WASHINGTON: A top Pentagon official on Tuesday said major upgrades being made to dozens of Navy destroyers to give them new missile defense capabilities will continue, even as Navy leadership bristles at having so many ships tied up hunting for missile launches.
The comments by James Anderson, assistant Defense secretary for strategy, plans and capabilities, came on the same day that Director of National Intelligence Dan Coats testified before Congress that US intelligence agencies assess North Korea is unlikely to completely give up its nuclear weapons and ballistic missile programs in any potential deal with Washington.
“The Navy does have this mission of ballistic missile defense,” Anderson said during a talk at the Brookings Institution. “It is one of their core missions and it will remain so.” The Navy currently has 38 Arleigh Burke-class Aegis destroyers in the fleet with missile defense capabilities, he noted, and has plans to convert “all Aegis destroyers to fully missile defense capable” status, meaning 60 ships will be able to perform the missile defense mission by 2023.
Just the day before Anderson’s remarks, Chief of Naval Operations Adm. John Richardson complained again that he has ships sailing in “small boxes” protecting assets on land, when they should be out performing other missions.
“We’ve got exquisite capability, but we’ve had ships protecting some pretty static assets on land for a decade,” Richardson said. “If that [stationary] asset is going to be a long-term protected asset, then let’s build something on land and protect that and liberate these ships from this mission.”

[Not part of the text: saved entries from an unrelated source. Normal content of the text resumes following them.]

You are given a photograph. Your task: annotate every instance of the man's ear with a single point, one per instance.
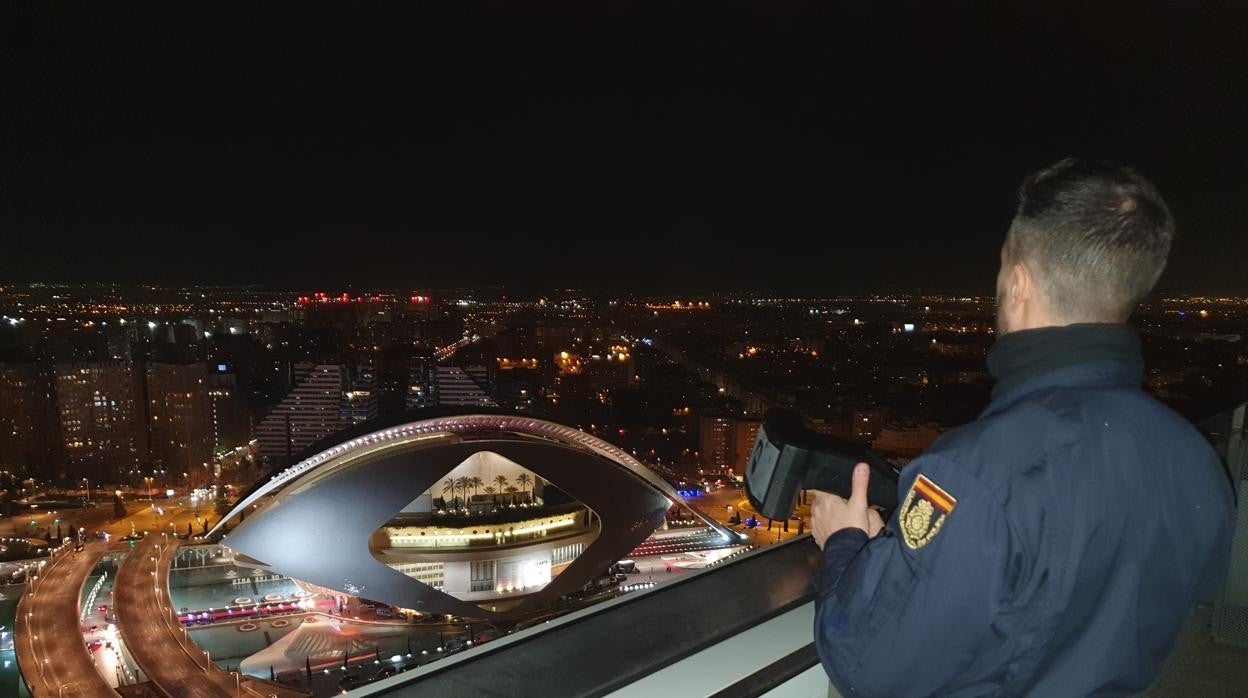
(1018, 287)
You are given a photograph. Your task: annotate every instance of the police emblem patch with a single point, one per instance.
(924, 512)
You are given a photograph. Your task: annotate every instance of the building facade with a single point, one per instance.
(308, 413)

The Pentagon’s newly released Missile Defense Review explicitly calls for more land, air, and space-based sensors to take some of the burden off the Navy, but with potential threats from China, North Korea, Russia, and Iran only increasing, it’s likely there will be plenty of work to go around.
Anderson on Tuesday outlined some of the ways ground-based sensors can take some of that work on.

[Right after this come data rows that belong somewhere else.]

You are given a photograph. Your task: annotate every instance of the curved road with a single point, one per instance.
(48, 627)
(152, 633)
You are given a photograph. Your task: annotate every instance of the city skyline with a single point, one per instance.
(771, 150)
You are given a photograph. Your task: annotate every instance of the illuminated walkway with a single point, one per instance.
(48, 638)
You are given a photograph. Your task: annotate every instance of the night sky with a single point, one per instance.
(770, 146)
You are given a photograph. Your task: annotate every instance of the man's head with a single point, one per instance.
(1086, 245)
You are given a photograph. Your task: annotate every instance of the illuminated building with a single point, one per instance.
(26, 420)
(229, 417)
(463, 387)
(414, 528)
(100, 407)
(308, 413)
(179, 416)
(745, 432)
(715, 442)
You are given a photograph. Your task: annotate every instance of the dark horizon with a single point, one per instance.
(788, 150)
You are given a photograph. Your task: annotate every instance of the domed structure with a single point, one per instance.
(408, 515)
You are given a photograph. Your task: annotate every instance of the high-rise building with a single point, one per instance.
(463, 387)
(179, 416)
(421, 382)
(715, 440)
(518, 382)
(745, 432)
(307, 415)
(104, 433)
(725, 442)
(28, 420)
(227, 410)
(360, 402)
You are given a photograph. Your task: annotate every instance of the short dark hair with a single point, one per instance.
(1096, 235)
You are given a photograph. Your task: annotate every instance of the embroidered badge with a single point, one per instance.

He called for “strengthening our regional defense postures, including deploying additional Patriot and Thaad and Aegis interceptors” to “provide flexibility” at hot spots around the globe, along with building new ground based radar systems in Hawaii and Alaska that are already underway.
But Aegis ships will continue to play a key role. “With the increase of Aegis capable destroyers,” Anderson said in a nod to Richardson’s complaints, “the Navy is going to have more flexibility with how it specifically allocates those ships…I expect the Navy to remain very much engaged in this mission.”
A cornerstone of the Trump administration’s security plans includes having allies share a greater portion of security costs, something that allies from Europe to Asia have been at pains to make sure the White House sees what they’re buying.
The State Department announced Tuesday that it had approved the sale of two Aegis Ashore systems to Japan for $2.1 billion. In a statement, the agency said the proposed sale “will contribute to the foreign policy and national security of the United States by improving the security of a major ally,” and will provide Japan with an “enhanced capability against increasingly sophisticated ballistic missile threats and create an expanded, layered defense of its homeland.”